We seek out certain topics of interest to us and block out the rest. Some of this is a function of our digital tools showing us only the red-meat topics that drive engagement. Some of this is a function of our brains avoiding the boring stuff. 

So this feels like evidence that the vast majority of Americans — even those with a lot of skin in the game — are filtering out health policy news. It goes without saying that that is a problem. It suggests that consumers are not tuned in enough, which makes them unlikely to drive policy change.

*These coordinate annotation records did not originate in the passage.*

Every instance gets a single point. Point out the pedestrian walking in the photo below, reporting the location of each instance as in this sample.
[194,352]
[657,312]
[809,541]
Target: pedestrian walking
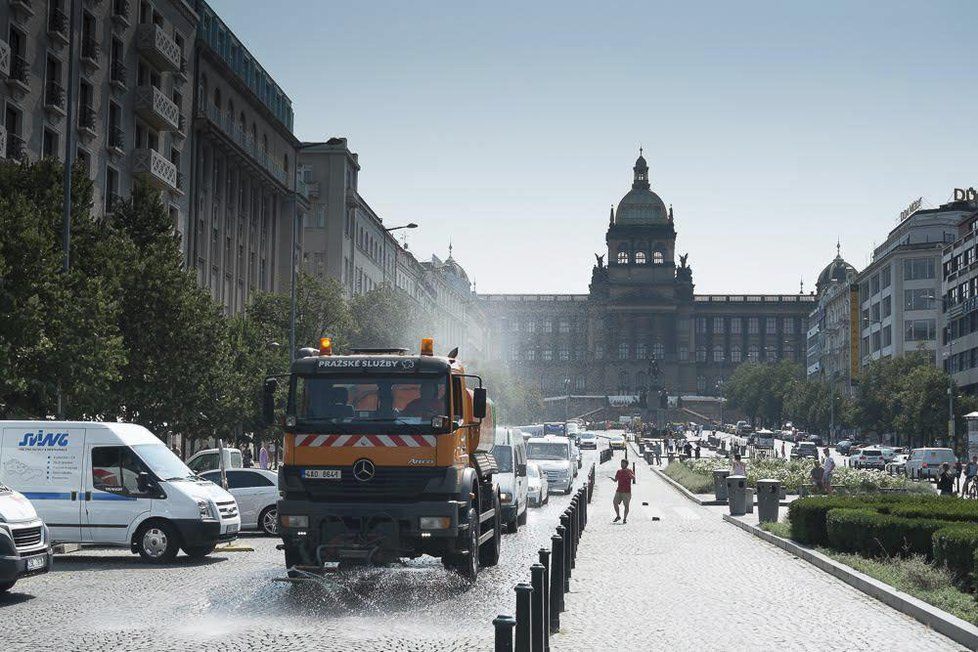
[739,467]
[827,470]
[945,481]
[816,476]
[623,493]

And that, in turn, risks further ossifying our broken system. 

And it provides, in some ways, an explanation for the observation in the New York Times last week that health policy is, for the first time in more than 30 years, not a meaningful issue in a presidential election. 

People are just really tuned out, and I don’t think we’ve remotely begun to come to terms with that. 

** There was also a question about support for Kamala Harris’ plan to take the $2,000 cap into the commercial market. I’m not going to talk about that here because I think it’s pretty plain that no one understands what that would mean. (i.e. higher premiums for all)

On a regular day, I’d give this more attention, but you should totally download this Avalere studybacked by the Community Oncology Alliance — that estimated that physicians will take a $25 billion hit when price controls hit Part B drugs. There is a whole separate discussion about whether a portion of physician finances should be linked to drug prices, but it’s hard to avoid that there is going to be some real pain come 2028. 

This Axios story is kind of funny. It says that Republicans are beginning to get loud about getting rid of Medicare price controls but kind of pivots to the reality that no one is really going to make a real effort to make that happen. I assume that there will be continued harping about the “bailout” of the Part D plans but taking a firm stand against a policy that most people generally like and/or haven’t heard of doesn’t seem like a winner. Maybe this stuff came up today at the Senate Finance hearing on the topic, but I haven’t dug in yet.

Speaking of hearings, Bernie Sanders is going to talk insulin and obesity meds with a friendly crowd of pharma skeptics tomorrow. I expect it’ll be more divorced-from-reality spin. React accordingly.